Fumio Miwa, 78, who spent his childhood in Nishi Ward, Hiroshima, and now serves as vice president of a bank in the U.S. state of Hawaii, recently uncovered a diary he wrote around the end of World War II among his possessions at home. At the time he was 14 years old, a boy infused with a military spirit, and he expressed his anger toward the “enemy nation” that had incinerated his hometown with an atomic bomb as well as his reluctance to accept Japan’s defeat. Sixty-four years have passed since the end of the war on August 15, 1945. Reading his diary, Mr. Miwa reflects on the emotions he felt back then.

He found the diary in February 2009 among old documents stored at his home in Hawaii. In 1945, Mr. Miwa was in his second year at Hiroshima School of Secondary Education (now, Hiroshima University Senior High School). He kept the diary for about three months, from July 4, 1945 when he was living in a rural district outside the city, where he had been mobilized for work.

On August 6, when the atomic bomb was dropped on Hiroshima, he wrote with mortification: “I saw the B-29 as it flew to attack Hiroshima…what a hateful sight. If only I had had a fighter jet.” He added: “I heard the enemy attacked Hiroshima with incendiary bombs…I’m worried about my parents.”

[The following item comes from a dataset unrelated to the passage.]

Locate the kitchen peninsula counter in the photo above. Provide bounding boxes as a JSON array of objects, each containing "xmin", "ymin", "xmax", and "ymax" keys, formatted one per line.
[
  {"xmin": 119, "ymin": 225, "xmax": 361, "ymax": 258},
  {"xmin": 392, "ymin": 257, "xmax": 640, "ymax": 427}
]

After the voice of Emperor Hirohito was broadcast on radio, announcing Japan’s surrender, Mr. Miwa showed no intention of accepting defeat: “To drive away the enemy, the most important thing is the power of youth, the power of students.” The following day, on August 16, he went home to Nishi Ward, where his parents and older sister lived. Though his family survived the bombing, his house had disappeared. “I saw nothing but ashes in every direction,” he wrote. “How dare they do this to us!” He harbored deep bitterness toward the United States.

His father, who had once lived in Hawaii, recommended that he “go see the source of U.S. power” so he left for the United States in 1947. Keeping his bitterness to himself, he went to high school and university there while making ends meet as a dishwasher, among other jobs. After working for a securities firm and a bank, he established a commercial bank in Hawaii with friends three years ago.

Mr. Miwa expressed his gratitude toward American society, saying, “This country gives everyone an equal opportunity.” Looking back on his younger days, he now preaches the importance of reconciliation: “Overcoming animosity and making efforts to understand each other can lead to peace.”